For read config priority, I think what we clearly want is to prefer "more specific" configuration, where there's a clear order:

  1. user env
  2. user config
  3. shared env
  4. system

(identifying which is which is the hard part).

For a read-write dir, I think it's much harder to choose, and there are more equally valid choices. Some folks want everything isolated in envs (I believe these are the advanced users) while others want their settings to persist regardless of envs (I think this is simpler and happens to include me). I think only technical point here is that we don't want pick a write location that's behind the read location, which could result in persisting config that we don't load. For cases like jupyterlab's workspaces, a single dir is chosen and the path isn't used for loading, so picking any single writable location is fine on that point. For cases where you are writing config that will later be loaded by path, you want to make sure to write to the front of the path. In that case, picking the front of the path and erroring without write permissions is probably preferable to falling back on a different writable path.

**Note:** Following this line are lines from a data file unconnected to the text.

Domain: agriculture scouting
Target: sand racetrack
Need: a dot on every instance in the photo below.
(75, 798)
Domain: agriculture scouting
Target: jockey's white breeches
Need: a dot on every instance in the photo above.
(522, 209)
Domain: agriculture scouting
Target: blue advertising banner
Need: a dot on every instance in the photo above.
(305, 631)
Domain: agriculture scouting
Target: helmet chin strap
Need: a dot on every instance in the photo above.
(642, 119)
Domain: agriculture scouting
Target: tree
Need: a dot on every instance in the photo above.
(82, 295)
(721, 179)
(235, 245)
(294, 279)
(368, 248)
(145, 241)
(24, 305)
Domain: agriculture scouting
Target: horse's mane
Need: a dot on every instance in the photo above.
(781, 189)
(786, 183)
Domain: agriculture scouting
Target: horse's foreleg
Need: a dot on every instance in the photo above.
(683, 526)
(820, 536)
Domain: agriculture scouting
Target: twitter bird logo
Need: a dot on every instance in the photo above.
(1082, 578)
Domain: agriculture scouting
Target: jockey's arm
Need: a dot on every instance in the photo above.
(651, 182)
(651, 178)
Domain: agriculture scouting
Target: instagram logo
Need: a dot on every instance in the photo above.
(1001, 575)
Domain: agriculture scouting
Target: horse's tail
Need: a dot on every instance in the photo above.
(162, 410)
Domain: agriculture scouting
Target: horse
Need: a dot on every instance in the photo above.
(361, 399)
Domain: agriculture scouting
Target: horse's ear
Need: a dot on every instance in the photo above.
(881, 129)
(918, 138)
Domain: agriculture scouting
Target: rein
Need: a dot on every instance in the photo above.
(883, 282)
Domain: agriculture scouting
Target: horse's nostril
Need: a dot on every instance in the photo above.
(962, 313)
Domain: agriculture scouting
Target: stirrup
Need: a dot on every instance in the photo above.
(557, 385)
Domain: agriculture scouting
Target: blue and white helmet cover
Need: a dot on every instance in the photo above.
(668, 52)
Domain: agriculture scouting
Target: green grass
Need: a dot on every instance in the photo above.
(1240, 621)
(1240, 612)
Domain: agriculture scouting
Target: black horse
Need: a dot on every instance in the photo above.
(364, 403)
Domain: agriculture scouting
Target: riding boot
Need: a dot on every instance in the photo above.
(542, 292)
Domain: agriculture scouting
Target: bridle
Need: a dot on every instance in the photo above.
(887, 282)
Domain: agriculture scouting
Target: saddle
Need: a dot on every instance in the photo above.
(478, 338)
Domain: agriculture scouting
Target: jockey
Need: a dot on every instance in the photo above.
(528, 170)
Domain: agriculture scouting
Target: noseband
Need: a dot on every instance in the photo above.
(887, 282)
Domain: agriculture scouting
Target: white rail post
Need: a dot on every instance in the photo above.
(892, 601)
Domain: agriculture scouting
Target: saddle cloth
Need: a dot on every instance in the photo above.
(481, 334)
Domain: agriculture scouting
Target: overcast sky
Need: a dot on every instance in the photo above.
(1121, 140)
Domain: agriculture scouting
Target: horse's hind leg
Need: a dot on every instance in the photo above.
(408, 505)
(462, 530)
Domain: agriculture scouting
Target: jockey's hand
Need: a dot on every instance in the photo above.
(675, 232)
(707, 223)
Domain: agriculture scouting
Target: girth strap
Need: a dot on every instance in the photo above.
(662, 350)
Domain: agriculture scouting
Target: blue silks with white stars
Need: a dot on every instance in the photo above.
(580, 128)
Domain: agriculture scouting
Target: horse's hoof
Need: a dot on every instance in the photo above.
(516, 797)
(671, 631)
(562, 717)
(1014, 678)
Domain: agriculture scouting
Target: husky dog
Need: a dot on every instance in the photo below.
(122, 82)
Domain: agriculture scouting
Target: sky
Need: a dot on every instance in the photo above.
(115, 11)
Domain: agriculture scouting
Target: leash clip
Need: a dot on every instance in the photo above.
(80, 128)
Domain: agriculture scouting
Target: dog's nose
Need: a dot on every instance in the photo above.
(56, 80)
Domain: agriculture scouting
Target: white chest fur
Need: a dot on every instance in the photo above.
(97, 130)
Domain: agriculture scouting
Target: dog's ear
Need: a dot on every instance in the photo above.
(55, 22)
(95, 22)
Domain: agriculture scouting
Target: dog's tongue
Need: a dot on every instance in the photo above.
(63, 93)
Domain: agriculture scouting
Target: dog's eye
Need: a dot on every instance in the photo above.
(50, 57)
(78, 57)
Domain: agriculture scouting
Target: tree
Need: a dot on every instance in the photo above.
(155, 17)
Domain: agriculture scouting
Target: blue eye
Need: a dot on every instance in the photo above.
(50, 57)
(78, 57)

In short, for picking a read-write dir I think jupyter_config_dir() should generally be used for single-dir read/write, and jupyter_config_path()[0] should be used if (and only if) all locations on jupyter_config_path() will be read.

jasongrout commented 1 year ago

What I'm getting out of this conversation is:

  1. Before, we defaulted to JUPYTER_PREFER_ENV_PATH=false
  2. In the latest jupyter_core release, we sometimes default to JUPYTER_PREFER_ENV_PATH=true, but likely we default to true in too many cases.

Since our default was false, and that's what people were used to (i.e., changing the default to true is disruptive), I'd rather revert our overly-broad changes to narrow down the true default to the very specific usecases we had in mind. The list of conditions I proposed above (and your new one about root conda envs) I think assimilate our collective ideas about what should definitely be true in the specific situation we are accommodating). We can always expand back out if we are missing situations we want to accommodate.

minrk commented 1 year ago

That sounds good to me!

I think the one thing in your list I'm not sure about is check number 3: you own the env prefix and config dir is writable. I'm trying to think of cases where you own the prefix and config dir is not writable, and most come from accidents (e.g. an accidental sudo), and perhaps an error attempting to write there is more likely to be the expected behavior (permission error -> oops, I sudo'd and messed up permissions) vs not acting like you're in an env (I made this env, why isn't it using it? Oh, deep in the env a permission is wrong. How should I have figured that out?).

Maybe a read-only filesystem owned by the user, e.g. in a container with a mounted volume containing the env? I'm not sure how realistic that is, or whether it's even the wrong thing to do to still prefer the env in that case for jupyter_config_path(), given the above discussion about the possible distinction between read-write config vs read path priority.

WDYT about stopping at the ownership check for now, and waiting until we see problems with the write permissions?